We begin with an abstract that describes the end date of the previous eruptive 2007-2011 interval: 21 June 2011. Next we present a synthesis of a new series of
eruption that started in 2013, sent to us in a report from the Colima Volcano Observatory, a report emphasizing both morphologic changes to the dome as a
result of the January 2013 explosions and the seismic record associated with those explosions. We follow that submission with information from other sources
including news coverage. Colima was the centerpiece at the recent Cities on Volcanoes meeting held in the city of Colima, Mexico in November 2012. At that
stage the volcano still remained quiet.
2011 eruption's end date. The missing ingredient in many assessments of eruptions with declining, drawn out waning stages is often the last date of eruption
prior to repose. Precise start dates are common, but end dates are not, restricting the precision of eruptive duration. Fortunately, increasing numbers of
instrument- and satellite-aided techniques have emerged to help document eruption end dates. Salzer and others (2013) used satellite InSar deformation data
coupled with a web camera to assess 21 June 2011 as Colima's final eruption in the 2007-2011 dome extrusion episode. They noted that "measuring deformation
in the region of the crater is important to determine the rate of the ongoing eruption and the stability of the dome. The latter part of their abstract follows.
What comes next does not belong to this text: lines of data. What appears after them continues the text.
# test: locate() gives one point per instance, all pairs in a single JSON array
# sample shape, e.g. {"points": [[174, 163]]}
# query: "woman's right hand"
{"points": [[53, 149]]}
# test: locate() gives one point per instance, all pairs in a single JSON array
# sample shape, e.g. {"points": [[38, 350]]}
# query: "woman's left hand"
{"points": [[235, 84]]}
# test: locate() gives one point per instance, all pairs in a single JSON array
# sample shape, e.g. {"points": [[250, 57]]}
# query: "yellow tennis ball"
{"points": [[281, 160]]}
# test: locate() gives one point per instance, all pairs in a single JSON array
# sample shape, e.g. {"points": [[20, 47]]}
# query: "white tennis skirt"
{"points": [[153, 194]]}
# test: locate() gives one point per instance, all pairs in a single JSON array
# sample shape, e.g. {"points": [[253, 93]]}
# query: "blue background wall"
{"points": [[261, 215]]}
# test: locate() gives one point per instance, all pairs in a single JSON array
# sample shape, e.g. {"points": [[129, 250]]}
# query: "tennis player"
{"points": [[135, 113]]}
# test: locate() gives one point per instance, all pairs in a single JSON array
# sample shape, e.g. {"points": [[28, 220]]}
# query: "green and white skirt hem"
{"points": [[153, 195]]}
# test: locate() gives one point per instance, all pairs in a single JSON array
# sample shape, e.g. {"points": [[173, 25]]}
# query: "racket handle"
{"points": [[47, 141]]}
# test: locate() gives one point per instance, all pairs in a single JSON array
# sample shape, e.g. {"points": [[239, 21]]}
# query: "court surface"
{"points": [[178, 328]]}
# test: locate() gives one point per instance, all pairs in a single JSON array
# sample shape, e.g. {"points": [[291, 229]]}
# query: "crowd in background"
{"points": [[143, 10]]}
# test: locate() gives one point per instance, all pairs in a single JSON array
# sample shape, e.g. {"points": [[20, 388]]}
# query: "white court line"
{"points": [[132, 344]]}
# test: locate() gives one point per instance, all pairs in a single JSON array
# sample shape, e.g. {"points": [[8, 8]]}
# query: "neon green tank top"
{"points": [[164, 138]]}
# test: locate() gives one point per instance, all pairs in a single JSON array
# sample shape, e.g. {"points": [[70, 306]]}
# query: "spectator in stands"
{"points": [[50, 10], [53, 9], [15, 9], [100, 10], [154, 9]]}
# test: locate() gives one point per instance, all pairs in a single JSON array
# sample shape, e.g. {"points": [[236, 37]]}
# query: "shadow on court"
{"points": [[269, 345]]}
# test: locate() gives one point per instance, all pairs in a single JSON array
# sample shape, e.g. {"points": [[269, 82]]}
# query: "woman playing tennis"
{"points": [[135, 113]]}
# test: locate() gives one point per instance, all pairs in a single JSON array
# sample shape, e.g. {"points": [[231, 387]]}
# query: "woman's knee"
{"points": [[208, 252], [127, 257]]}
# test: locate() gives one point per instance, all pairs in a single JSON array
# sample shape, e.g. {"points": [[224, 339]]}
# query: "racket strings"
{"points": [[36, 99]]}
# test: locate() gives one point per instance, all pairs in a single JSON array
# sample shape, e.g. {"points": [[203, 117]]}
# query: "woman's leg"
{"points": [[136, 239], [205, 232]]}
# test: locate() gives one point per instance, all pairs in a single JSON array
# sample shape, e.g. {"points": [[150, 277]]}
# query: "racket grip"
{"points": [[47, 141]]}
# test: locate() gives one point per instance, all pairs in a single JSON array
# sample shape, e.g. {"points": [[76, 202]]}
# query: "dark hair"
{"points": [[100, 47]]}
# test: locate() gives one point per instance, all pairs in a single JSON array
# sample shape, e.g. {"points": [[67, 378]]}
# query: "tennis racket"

"The activity in the summit region has been recorded by a video monitoring system installed by the University of Colima volcano observatory. We have
analysed the optical camera data obtained between February and June 2011 using spatial digital image correlation techniques. We show that the velocity of
dome extrusion varies strongly on a daily basis, reaching up to 3m/day, and then systematically decreased over the following months. Deformation was barely
above the detection threshold of 30cm/day in the weeks prior to June 21st, when a significant explosion occurred, removing part of the dome. Camera data
recorded after this event does not show any displacements, possibly due to the low spatial resolution of the camera data.
"In order to analyse slower deformation processes, we have acquired TerraSAR-X data in spotlight mode for ascending and descending tracks over Colima,
obtaining a high spatial resolution of up to 2 m, and a temporal resolution of up to 11 days. In combination with a high resolution digital elevation model, the
InSAR data allow the detection of modifications of the dome at a resolution that is two orders of magnitude below the detection threshold of the cameras. The
different temporal and spatial scales of deformation detectable by camera and radar monitoring (metre to centimetre, respectively), highlight the benefit of
combining these methods to observe the full range of activites at Colima. The results reveal that explosions may occur suddenly after a period of declined dome
growth."
Eruptions resume in January 2013. Figure 13(A) shows the dome as seen on 9 March 2012 in the midst of the year and a half interval of quiet when all visible
and available geophysical signs of dome growth remained absent. In contrast, figure 13(B) shows the scene after eruptions resumed, starting with explosions on
6 January 2013. There developed both a depression in the dome's summit and some large ejecta perched near that crater's rim. The photo was taken on 31
January after a sequence of explosive events on 6, 13, and 29 January.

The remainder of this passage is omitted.